The MADS-box is a DNA binding domain of 58 amino acids that binds DNA at consensus recognition sequences known as CArG boxes [CC(A/T)6GG] (Hayes et al., 1988; Riechmann et al., 1996b). The interaction with DNA has been studied in detail for the human and yeast MADS-box proteins thanks to the resolved crystal structures (Pellegrini et al., 1995; Santelli and Richmond, 2000). The I domain is less conserved and contributes to the specification of dimerization. The K domain is characterized by a coiled-coil structure, which facilitates the dimerization of MADS-box proteins (Davies et al., 1996; Fan et al., 1997). The C domain is the least conserved domain; in some cases, it has been shown to contain a transactivation domain or to contribute to the formation of multimeric MADS-box protein complexes (Egea-Cortines et al., 1999; Honma and Goto, 2001)[1].

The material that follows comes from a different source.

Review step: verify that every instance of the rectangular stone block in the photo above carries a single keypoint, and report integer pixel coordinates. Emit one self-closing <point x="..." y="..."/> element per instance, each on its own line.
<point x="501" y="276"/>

1.Parenicova L, de Folter S, Kieffer M, Horner DS, Favalli C, Busscher J, Cook HE, Ingram RM, Kater MM, Davies B, Angenent GC, Colombo L.
Molecular and phylogenetic analyses of the complete MADS-box transcription factor family in Arabidopsis: new openings to the MADS world.
Plant Cell. 2003 Jul;15(7):1538-51.
PMID: 12837945
2.Nam J, dePamphilis CW, Ma H, Nei M.
Antiquity and evolution of the MADS-box gene family controlling flower development in plants.
Mol Biol Evol. 2003 Sep;20(9):1435-47. Epub 2003 May 30.